I carabinieri procedevano alla raccolta delle sommarie informazioni rese dai dipendenti dell’asilo e dalle persone presenti sul posto, così da chiarire se dovessero esservi iscrizioni nel registro degli indagati edessere formulate imputazioni.

Le illazioni venivano immediatamente bloccate dal sopravvenire dei risultati dell’autopsia: la causa della morte era da rintracciare in un soffocamento da rigurgito.

La mancata vigilanza e custodia di minori: le responsabilità penali e civili

In questi casi è essenziale valutare se le educatrici presenti siano in qualche modo venute meno al loro compito di vigilanza e custodia dei bambini affidati loro. Obbligo imposto dalla legge, la cui violazione potrebbe produrre conseguenze anche molto gravi: dalla responsabilità civile per i danni eventualmente riportati dai minori sino alla più grave responsabilità penale in caso di morte. L’imputazione potrebbe essere quella di omicidio colposo.

Va infatti ricordato che tale reato, previsto e punito con la reclusione da sei mesi a cinque anni dall’art. 589 c.p., si può configurare anche nella forma omissiva, ossia in tutte quelle ipotesi in cui sarebbe stato doveroso intervenire e, in ragione del mancato intervento, si è determinato l’evento morte.

Le responsabilità di chi ha la custodia di minori

Più in generale invero i reati omissivi, che si consumano con una condotta di astensione e non con un’azione, sussistono ogniqualvolta la legge attribuisca ad un soggetto una posizione di garanzia, posizione frustrata e inosservata dal mancato doveroso intervento.

Questo è quello che accade agli educatori, alle maestre e più in generale ai soggetti a cui sui stata affidata la cura di persone minori, che non hanno la possibilità di gestione autonoma e di provvedere a sé stessi.
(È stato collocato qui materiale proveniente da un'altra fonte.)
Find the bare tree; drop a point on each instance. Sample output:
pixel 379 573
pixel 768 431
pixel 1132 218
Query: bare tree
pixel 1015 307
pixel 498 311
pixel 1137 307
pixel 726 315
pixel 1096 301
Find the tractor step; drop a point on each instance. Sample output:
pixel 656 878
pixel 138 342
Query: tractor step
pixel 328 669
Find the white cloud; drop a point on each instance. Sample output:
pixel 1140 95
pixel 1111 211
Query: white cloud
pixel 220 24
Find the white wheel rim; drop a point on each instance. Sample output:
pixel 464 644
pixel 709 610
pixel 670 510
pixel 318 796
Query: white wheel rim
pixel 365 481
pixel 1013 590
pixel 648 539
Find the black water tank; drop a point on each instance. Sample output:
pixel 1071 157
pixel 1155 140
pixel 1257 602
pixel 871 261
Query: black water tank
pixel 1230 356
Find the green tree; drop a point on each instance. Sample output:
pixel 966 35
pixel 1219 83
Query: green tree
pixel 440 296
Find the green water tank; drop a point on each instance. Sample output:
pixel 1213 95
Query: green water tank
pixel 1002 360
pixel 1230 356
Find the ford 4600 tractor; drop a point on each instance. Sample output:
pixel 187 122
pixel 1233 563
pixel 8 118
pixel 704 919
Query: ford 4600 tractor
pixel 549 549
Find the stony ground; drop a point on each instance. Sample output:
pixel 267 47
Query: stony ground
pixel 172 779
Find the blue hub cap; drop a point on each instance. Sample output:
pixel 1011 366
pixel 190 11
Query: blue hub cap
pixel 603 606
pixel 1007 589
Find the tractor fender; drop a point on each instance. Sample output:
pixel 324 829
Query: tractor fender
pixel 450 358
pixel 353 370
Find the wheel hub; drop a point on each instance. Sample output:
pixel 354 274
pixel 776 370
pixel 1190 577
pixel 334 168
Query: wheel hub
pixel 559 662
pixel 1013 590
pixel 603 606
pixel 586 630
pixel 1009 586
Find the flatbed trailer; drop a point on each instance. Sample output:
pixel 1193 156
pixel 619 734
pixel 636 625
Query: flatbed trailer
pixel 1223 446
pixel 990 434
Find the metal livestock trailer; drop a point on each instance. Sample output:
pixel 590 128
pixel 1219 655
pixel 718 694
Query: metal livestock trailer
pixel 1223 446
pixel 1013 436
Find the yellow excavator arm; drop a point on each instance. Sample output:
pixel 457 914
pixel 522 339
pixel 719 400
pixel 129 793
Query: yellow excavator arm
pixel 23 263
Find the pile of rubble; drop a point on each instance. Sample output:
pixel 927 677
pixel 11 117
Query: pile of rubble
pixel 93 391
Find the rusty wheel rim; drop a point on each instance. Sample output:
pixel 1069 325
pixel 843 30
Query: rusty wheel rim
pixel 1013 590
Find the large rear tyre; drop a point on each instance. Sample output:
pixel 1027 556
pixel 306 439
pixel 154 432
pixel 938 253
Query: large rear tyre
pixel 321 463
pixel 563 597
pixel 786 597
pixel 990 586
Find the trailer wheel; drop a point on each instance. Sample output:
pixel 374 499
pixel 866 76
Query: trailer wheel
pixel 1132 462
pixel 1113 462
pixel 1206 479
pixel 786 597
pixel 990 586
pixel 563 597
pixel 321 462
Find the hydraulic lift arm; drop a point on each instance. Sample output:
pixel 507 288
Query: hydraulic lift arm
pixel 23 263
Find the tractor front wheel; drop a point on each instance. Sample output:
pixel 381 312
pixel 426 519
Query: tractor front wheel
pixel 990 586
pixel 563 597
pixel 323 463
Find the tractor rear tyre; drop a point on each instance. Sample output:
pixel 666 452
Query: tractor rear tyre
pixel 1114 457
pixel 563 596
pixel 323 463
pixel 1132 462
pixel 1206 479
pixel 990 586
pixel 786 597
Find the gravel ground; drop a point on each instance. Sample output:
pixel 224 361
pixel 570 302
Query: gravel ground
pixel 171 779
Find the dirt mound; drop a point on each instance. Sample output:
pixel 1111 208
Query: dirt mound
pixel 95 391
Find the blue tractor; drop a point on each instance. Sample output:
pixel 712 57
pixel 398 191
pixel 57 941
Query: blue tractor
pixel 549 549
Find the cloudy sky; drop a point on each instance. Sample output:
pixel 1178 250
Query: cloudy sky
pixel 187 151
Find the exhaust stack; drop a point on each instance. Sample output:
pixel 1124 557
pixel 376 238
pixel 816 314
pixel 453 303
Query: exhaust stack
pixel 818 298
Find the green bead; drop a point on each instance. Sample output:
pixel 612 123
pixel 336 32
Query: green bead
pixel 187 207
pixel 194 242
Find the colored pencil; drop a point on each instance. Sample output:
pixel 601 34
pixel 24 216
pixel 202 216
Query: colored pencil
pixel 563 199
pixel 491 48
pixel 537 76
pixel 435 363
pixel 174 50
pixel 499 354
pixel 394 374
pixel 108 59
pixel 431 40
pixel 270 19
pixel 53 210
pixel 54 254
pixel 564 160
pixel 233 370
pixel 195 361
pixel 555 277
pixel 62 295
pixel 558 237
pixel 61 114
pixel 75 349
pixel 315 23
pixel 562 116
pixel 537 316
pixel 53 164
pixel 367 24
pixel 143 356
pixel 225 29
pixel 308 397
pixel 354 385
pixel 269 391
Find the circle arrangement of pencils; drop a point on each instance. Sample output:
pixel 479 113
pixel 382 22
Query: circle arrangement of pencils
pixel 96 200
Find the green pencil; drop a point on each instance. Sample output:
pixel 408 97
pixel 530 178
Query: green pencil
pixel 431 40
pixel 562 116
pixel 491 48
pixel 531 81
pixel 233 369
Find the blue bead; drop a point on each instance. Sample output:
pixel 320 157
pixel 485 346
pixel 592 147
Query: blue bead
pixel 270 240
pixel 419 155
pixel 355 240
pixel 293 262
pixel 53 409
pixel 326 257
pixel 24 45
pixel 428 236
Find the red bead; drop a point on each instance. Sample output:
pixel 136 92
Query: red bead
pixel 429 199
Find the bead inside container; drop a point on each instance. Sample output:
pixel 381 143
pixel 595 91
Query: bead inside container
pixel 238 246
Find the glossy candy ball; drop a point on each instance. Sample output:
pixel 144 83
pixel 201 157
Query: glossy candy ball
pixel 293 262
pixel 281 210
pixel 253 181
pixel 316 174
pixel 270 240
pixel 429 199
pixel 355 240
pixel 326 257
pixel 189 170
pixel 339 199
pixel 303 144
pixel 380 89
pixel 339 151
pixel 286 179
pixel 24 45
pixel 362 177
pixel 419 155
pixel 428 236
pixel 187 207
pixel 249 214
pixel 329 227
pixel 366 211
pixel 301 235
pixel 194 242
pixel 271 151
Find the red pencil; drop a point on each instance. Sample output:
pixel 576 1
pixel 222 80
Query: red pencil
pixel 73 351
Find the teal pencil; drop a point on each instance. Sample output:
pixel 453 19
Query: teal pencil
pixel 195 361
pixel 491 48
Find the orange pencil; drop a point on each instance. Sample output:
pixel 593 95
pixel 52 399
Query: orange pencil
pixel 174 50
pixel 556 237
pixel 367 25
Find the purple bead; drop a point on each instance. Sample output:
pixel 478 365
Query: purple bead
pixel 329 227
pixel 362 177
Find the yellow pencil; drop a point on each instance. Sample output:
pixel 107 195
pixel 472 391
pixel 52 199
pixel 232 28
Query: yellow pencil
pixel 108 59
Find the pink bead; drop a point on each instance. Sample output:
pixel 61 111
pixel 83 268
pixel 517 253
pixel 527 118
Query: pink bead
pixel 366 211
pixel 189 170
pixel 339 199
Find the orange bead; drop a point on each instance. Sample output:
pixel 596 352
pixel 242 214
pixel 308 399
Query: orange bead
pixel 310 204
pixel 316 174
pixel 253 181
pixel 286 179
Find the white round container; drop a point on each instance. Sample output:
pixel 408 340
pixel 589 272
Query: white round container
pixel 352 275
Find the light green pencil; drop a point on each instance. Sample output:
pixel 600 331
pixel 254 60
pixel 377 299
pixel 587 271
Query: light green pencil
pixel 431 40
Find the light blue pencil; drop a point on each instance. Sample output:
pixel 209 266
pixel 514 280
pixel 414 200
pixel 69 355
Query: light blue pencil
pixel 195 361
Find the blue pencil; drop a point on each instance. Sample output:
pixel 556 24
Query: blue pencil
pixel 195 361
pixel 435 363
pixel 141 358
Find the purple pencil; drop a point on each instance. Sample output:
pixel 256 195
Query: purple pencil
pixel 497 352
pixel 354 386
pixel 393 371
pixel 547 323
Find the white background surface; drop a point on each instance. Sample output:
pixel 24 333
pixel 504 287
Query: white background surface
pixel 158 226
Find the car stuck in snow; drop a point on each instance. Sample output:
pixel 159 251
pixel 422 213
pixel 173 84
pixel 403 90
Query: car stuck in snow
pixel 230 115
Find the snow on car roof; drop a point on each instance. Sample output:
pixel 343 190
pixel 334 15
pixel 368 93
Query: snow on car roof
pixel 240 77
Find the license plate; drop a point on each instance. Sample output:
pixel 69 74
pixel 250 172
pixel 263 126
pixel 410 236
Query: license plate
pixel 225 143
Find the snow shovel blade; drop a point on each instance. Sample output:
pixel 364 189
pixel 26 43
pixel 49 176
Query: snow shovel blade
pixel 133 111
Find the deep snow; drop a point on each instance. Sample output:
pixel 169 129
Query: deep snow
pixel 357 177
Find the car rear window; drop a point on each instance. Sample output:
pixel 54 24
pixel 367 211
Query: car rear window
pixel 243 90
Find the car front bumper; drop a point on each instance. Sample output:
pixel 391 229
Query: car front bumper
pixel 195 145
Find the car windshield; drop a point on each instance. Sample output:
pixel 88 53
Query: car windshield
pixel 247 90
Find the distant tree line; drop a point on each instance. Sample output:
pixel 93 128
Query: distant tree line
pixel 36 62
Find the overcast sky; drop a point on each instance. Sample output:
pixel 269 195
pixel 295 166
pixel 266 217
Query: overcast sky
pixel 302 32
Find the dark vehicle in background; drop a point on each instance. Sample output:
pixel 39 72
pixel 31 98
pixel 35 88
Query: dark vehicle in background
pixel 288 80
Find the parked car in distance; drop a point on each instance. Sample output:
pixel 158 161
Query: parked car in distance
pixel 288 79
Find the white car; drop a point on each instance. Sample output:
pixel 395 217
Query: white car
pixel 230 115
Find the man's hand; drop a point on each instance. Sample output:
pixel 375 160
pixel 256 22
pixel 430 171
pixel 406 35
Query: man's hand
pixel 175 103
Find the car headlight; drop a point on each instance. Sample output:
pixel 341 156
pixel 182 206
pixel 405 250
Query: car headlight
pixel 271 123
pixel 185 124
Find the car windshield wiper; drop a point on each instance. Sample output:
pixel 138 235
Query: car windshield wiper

Sempre secondo un’analisi ad ampio raggio, va anche detto che può sussistere in capo a tali soggetti anche una responsabilità civile per culpa in vigilando. L’art. 2048 c.c. statuisce che il padre e la madre, o il tutore sono responsabili del danno cagionato dal fatto illecito dei figli minori non emancipati o delle persone soggette alla tutela, che abitano con essi; i precettori e coloro che insegnano un mestiere o un’arte sono responsabili del danno cagionato dal fatto illecito dei loro allievi nel tempo in cui sono sotto la loro vigilanza.

A tale responsabilità per i danni causati dalle persone su cui si vigila, si aggiunge la responsabilità per i danni invece riportati dai soggetti su cui si sta vigilando. In tal caso la responsabilità potrà essere individuata nella più ampia formula della responsabilità extracontrattuale di cui all’art. 2043 c.c., secondo cui qualunque fatto doloso o colposo, che cagiona ad altri un danno ingiusto, obbliga colui che l’ha commesso a risarcire il danno.

In altri termini, se si provasse che la morte di un bimbo sia stata causata da un comportamento negligente della maestra, quest’ultima, oltre ad essere incriminata per omicidio colposo, potrebbe essere chiamata a rispondere, insieme alla struttura per cui lavora, anche sotto il profilo civilistico, con conseguente riconoscimento dell’obbligo di ristorare i nocumenti arrecati.

Nel caso di specie, tuttavia, gli inquirenti all’esito delle investigazioni non ritenevano di formulare alcuna accusa, aderendo all’ipotesi di morte naturale del bimbo.

Accettare la cruda realtà che non sempre ci sono colpevoli

Quando accadono episodi di siffatta natura il bisogno dei genitori è normalmente quello di trovare delle risposte; a volte forse, oltre alle risposte è possibile che cerchino anche dei colpevoli, qualcuno su cui riversare tutta la propria rabbia per accadimenti tanto assurdi.

Eppure non sempre c’è un colpevole da mettere alla gogna. Nonostante tali episodi di cronaca generino la corsa all’impiccagione, a volte ci si deve arrendere all’evidenza: può accadere anche ciò che non vorremmo mai, ma non per questo si deve confondere tale aspetto con responsabilità giuridiche insussistenti.